Every few years, Peggy and I save up and splurge on renting a cottage along the coast of Cornwall in southwestern England. It’s where the family roots of my mother, an English warbride from WWII, are firmly planted. Essentially, the area is a series of small fishing villages and great coastal scenery, and we just poke around, like the couple of fairly active senior citizens that we are, and explore the various festivals, pubs, cliff walks, and scenic views the area has to offer.
This year, I piggybacked it on an assignment that ended in London, and I had my full complement of travel video gear with me, but since I had no plans to do anything serious (photographically) during this trip, I decided to see if I could indeed just use one, basic camera, the Sony RX100iii, for my vacation, and still make some reasonably satisfying pictures.
Truth be told, I’ve tried this experiment before, but I always ended up resorting back to my big boy gear out of sheer handling frustration with point and shoot cameras. But this year, my experience was different. I rarely felt limited by the camera and in fact, its unobtrusiveness, silent operation and small size actually allowed me to get pictures I don’t think I would have gotten with my bigger gear.
I’ve done a lot of thinking (I’ve got some time on my hands, after all) about why this camera works for me, and I’ve come up with a couple of key points that make it a total winner in my view (and yes, the fourth iteration of the camera was announced a couple of weeks ago which will make it ever more awesome).
First and foremost, of course, is the lens and the sensor. A great 24-70mm (equivalent) Carl Zeiss T* optic that is sharp as a tack, reasonably fast, and the great 1″ sensor, the largest in a point and shoot (outside of the full frame sensor in that incredibly pricey Sony RX1). But there are a couple of other ergonomic features that put this camera over the top.
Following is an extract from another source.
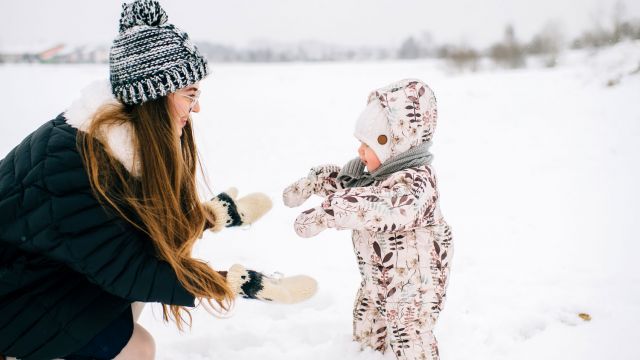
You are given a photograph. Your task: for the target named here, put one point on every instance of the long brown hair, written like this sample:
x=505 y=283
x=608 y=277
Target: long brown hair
x=163 y=200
First that viewfinder. Yes it’s a pop-up, two stage affair, and it’s easy to bump and semi-close it again, but my goodness what a great image, and how much does using a viewfinder, as opposed to holding the camera out and using the back screen, improve the ergonomics and makes me feel like a photographer again and not a stiff-armed zombie trying to use a smartphone.
Huge difference outdoors (even in overcast, I can’t see the LCD screen the way I’d like to). So that pop-up viewfinder is, for me, the difference between a real camera and an emergency backup.
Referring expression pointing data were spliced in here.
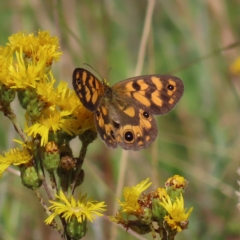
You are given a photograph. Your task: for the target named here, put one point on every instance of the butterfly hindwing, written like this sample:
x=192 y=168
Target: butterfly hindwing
x=129 y=127
x=88 y=88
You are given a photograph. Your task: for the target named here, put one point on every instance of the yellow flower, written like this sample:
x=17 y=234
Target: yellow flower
x=177 y=218
x=6 y=58
x=235 y=66
x=83 y=209
x=131 y=196
x=161 y=193
x=52 y=120
x=14 y=156
x=24 y=76
x=33 y=46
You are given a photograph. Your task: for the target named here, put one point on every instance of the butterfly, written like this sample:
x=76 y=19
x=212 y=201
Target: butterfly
x=124 y=112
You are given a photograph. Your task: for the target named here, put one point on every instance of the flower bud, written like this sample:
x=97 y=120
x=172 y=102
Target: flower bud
x=51 y=156
x=76 y=230
x=30 y=177
x=25 y=96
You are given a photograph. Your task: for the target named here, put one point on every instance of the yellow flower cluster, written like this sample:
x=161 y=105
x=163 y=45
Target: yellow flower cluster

The second most important modification is the addition of a handle grip. You can get these stick on affairs either from Sony, or a very talented guy named Richard Franiec who has been making these kind of mod handles for years for a number of point and shoots. It really, really improves the “gripability” of the camera.
And I find that having a neckstrap, rather than carrying it in a pouch with a wriststrap, also adds to giving it the feel of a real camera and not a point and shoot. I use an Op Tech binocular strap for mine, and its neoprene stretchiness not only makes the camera feel even more featherweight than it is, but by pulling down a bit and using the back LCD, it creates a tension that really gives you steadiness in handheld video situations.
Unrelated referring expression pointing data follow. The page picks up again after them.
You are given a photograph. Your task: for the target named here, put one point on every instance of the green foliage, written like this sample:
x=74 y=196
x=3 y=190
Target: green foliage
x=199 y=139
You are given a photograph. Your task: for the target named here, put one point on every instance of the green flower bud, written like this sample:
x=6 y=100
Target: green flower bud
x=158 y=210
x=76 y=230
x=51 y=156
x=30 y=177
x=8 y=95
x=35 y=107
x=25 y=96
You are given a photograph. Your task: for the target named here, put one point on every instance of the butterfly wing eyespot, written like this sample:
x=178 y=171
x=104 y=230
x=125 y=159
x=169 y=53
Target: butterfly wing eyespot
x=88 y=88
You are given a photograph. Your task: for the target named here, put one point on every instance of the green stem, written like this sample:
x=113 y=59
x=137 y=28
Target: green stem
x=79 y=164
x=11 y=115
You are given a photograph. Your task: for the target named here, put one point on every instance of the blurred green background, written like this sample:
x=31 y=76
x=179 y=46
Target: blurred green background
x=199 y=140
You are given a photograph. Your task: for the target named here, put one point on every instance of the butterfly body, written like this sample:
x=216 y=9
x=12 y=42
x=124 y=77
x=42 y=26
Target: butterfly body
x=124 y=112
I’m wrapping up my Cornwall sojourn, not really looking forward to going home to the heat and humidity (but looking forward to a couple of exciting upcoming video projects). By the time I get home, the Sony RX100IV will be out.
Of course, version IV of this camera will be even more capable, especially in the video mode: 4K, S-Log, and other enhancements that will further enhance the professional capabilities of this tiny titan. Between the introduction of the new RX10 II, and this camera, the line between what is a “point and shoot” and a “professional” camera gets thinner and thinner!